Ciò che è emerso, invece, nitidamente, è la condanna con sentenza diventata irrevocabile lo scorso 22 febbraio in capo ad Agostino Riccardo per il reato di voto di scambio politico-mafioso. Riccardo, che risponde degli stessi reati imputati a Forzan e Del Prete, è stato condannato dal giudice per l’udienza preliminare del Tribunale di Roma, Maria Gaspari, a 3 mesi di reclusione. Una pena, col rito abbreviato, calcolata in continuazione con altri reati. La sentenza è stata emessa lo scorso 8 ottobre 2024.

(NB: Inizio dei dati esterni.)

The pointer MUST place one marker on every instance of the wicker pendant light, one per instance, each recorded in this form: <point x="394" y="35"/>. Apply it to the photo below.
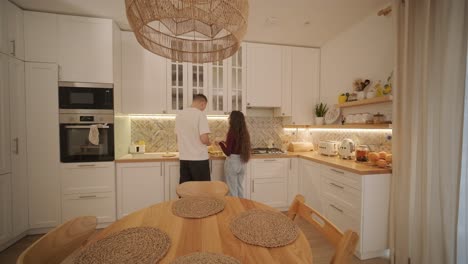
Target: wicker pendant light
<point x="189" y="30"/>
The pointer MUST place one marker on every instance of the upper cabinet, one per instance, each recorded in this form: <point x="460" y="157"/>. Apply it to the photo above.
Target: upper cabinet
<point x="143" y="78"/>
<point x="222" y="82"/>
<point x="85" y="49"/>
<point x="264" y="75"/>
<point x="300" y="89"/>
<point x="305" y="69"/>
<point x="40" y="35"/>
<point x="15" y="31"/>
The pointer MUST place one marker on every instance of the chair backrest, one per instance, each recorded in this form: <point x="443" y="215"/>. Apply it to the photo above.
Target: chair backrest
<point x="344" y="244"/>
<point x="202" y="188"/>
<point x="60" y="242"/>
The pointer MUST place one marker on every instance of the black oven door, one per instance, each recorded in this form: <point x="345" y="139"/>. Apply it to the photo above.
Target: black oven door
<point x="75" y="145"/>
<point x="86" y="98"/>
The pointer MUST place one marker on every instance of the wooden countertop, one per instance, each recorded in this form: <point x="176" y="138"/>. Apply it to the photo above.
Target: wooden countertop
<point x="347" y="165"/>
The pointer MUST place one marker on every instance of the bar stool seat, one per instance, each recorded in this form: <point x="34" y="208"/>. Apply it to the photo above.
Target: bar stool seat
<point x="202" y="188"/>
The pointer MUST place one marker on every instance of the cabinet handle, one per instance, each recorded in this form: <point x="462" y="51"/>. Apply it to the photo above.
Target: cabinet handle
<point x="337" y="171"/>
<point x="336" y="208"/>
<point x="87" y="165"/>
<point x="13" y="45"/>
<point x="87" y="196"/>
<point x="16" y="140"/>
<point x="336" y="185"/>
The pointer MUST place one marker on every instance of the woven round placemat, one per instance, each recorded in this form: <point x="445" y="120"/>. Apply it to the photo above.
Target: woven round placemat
<point x="264" y="228"/>
<point x="133" y="245"/>
<point x="197" y="207"/>
<point x="205" y="258"/>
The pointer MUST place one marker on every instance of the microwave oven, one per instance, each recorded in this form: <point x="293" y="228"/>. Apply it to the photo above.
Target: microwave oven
<point x="80" y="95"/>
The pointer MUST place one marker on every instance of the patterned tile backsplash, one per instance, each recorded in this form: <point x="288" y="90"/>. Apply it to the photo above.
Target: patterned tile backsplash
<point x="159" y="135"/>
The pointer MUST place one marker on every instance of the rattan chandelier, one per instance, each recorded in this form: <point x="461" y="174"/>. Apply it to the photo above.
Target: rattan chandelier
<point x="189" y="30"/>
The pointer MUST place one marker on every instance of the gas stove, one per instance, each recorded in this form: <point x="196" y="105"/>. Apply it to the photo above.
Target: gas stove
<point x="267" y="151"/>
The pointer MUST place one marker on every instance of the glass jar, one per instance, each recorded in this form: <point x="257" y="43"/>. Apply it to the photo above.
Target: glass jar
<point x="361" y="153"/>
<point x="379" y="118"/>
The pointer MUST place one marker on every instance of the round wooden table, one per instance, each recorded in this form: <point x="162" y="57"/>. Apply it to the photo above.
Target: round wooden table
<point x="202" y="188"/>
<point x="210" y="234"/>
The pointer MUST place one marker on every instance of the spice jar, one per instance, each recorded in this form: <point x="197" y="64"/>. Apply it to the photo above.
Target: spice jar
<point x="361" y="153"/>
<point x="379" y="118"/>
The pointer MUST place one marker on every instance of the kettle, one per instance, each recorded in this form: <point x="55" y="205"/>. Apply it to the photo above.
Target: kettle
<point x="347" y="149"/>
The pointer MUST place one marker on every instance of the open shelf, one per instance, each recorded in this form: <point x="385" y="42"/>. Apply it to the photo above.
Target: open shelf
<point x="346" y="126"/>
<point x="375" y="100"/>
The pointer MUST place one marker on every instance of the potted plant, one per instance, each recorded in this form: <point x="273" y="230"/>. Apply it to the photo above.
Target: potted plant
<point x="320" y="111"/>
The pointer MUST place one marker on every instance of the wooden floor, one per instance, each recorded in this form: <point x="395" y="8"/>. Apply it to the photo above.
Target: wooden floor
<point x="322" y="251"/>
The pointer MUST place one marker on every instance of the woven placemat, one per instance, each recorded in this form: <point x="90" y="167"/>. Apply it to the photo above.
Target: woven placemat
<point x="264" y="228"/>
<point x="197" y="207"/>
<point x="133" y="245"/>
<point x="205" y="258"/>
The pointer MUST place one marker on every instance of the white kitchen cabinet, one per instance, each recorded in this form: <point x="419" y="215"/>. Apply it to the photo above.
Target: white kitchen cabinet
<point x="18" y="147"/>
<point x="269" y="181"/>
<point x="237" y="81"/>
<point x="41" y="37"/>
<point x="143" y="78"/>
<point x="350" y="201"/>
<point x="88" y="189"/>
<point x="264" y="75"/>
<point x="15" y="31"/>
<point x="218" y="88"/>
<point x="177" y="91"/>
<point x="5" y="162"/>
<point x="139" y="185"/>
<point x="172" y="175"/>
<point x="43" y="144"/>
<point x="304" y="83"/>
<point x="6" y="229"/>
<point x="310" y="184"/>
<point x="3" y="27"/>
<point x="85" y="49"/>
<point x="293" y="179"/>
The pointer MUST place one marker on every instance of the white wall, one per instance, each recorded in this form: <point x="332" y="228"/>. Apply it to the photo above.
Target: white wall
<point x="366" y="50"/>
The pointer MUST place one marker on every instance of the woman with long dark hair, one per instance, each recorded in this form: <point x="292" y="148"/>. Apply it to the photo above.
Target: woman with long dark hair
<point x="237" y="151"/>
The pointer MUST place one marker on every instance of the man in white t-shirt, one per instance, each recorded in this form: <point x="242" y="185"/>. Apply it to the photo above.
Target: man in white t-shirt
<point x="192" y="139"/>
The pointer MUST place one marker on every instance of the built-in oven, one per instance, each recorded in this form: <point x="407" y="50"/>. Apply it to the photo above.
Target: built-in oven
<point x="76" y="95"/>
<point x="86" y="136"/>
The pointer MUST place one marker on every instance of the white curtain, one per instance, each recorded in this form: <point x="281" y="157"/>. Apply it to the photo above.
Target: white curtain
<point x="428" y="129"/>
<point x="462" y="240"/>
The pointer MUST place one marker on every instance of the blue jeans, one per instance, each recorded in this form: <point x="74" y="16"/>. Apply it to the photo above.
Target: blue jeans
<point x="234" y="170"/>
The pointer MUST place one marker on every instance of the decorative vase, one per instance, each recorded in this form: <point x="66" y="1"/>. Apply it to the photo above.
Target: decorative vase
<point x="319" y="121"/>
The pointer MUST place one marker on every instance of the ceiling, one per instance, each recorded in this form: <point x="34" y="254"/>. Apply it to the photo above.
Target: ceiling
<point x="294" y="22"/>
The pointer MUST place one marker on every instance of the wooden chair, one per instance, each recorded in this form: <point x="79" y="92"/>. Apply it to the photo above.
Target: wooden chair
<point x="60" y="242"/>
<point x="344" y="244"/>
<point x="202" y="188"/>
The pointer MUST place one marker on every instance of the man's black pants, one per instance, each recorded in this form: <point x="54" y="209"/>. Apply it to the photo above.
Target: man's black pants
<point x="194" y="170"/>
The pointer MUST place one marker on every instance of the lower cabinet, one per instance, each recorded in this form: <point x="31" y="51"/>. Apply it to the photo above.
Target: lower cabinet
<point x="269" y="181"/>
<point x="172" y="174"/>
<point x="6" y="229"/>
<point x="350" y="201"/>
<point x="310" y="184"/>
<point x="88" y="189"/>
<point x="139" y="185"/>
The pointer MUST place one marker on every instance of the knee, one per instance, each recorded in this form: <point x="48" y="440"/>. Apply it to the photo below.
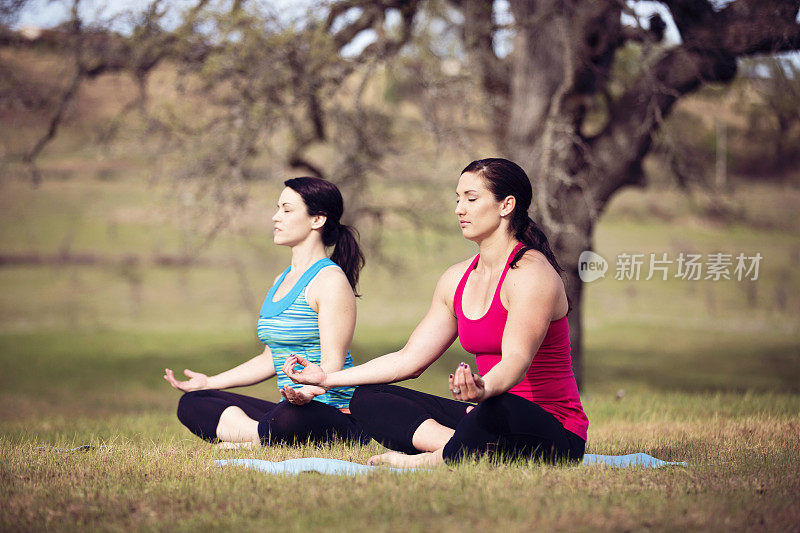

“Ha mai avuto contatti con Renato Pugliese dopo la collaborazione con lo Stato?”, gli ha chiesto in aula l’avvocato Scognamiglio. “Non lo vedo fisicamente dal novembre 2016 – ha spiegato Riccardo – ma, in una occasione, c’è stato un contatto telefonico tramite il poliziotto Renzo Battista quando ero ai domiciliari per 3 mesi. Battista ha curato la mia collaborazione”. Come noto, si tratta del poliziotto che, per una vicenda spinosa, avendo avuto una relazione con la ex moglie di Riccardo, è stato più volte richiamato in altri processi dell’antimafia, tra cui quello denominato “Reset”.

“Fui chiamato da Battista e Renato era a Roma, ci salutammo e ci dicemmo che avevamo fatto bene a collaborare. Con Battista, ho avuto colloqui in carcere”. La difesa punta molto su questo aspetto per scalfire la genuinità delle dichiarazioni di Riccardo. La tesi è che Battista avrebbe suggerito al collaboratore di giustizia ciò che avrebbe dovuto dire prima degli interrogatori svolti con magistratura e altre forze dell’ordine. “Ma io – ha detto Riccardo – non avevo bisogno di Battista. Quando ho dovuto riconoscere Zaza del clan Mazzarella, sapevo già chi era”.

Secondo la difesa, il poliziotto avrebbe chiesto a Riccardo di non menzionare nelle estorsioni la ex moglie. Un aspetto che Riccardo ha negato: “L’ho comunque chiamata in causa”. E su Del Prete: “Battista non mi ha mai detto niente di Raffaele Del Prete”. Eppure, fa notare l’avvocato Scognamiglio, nell’interrogatorio di giugno 2019, vi sarebbe scritto che “in relazione a notizie apprese da Battista”, Riccardo avrebbe riferito di una indagine a carico dell’imprenditore.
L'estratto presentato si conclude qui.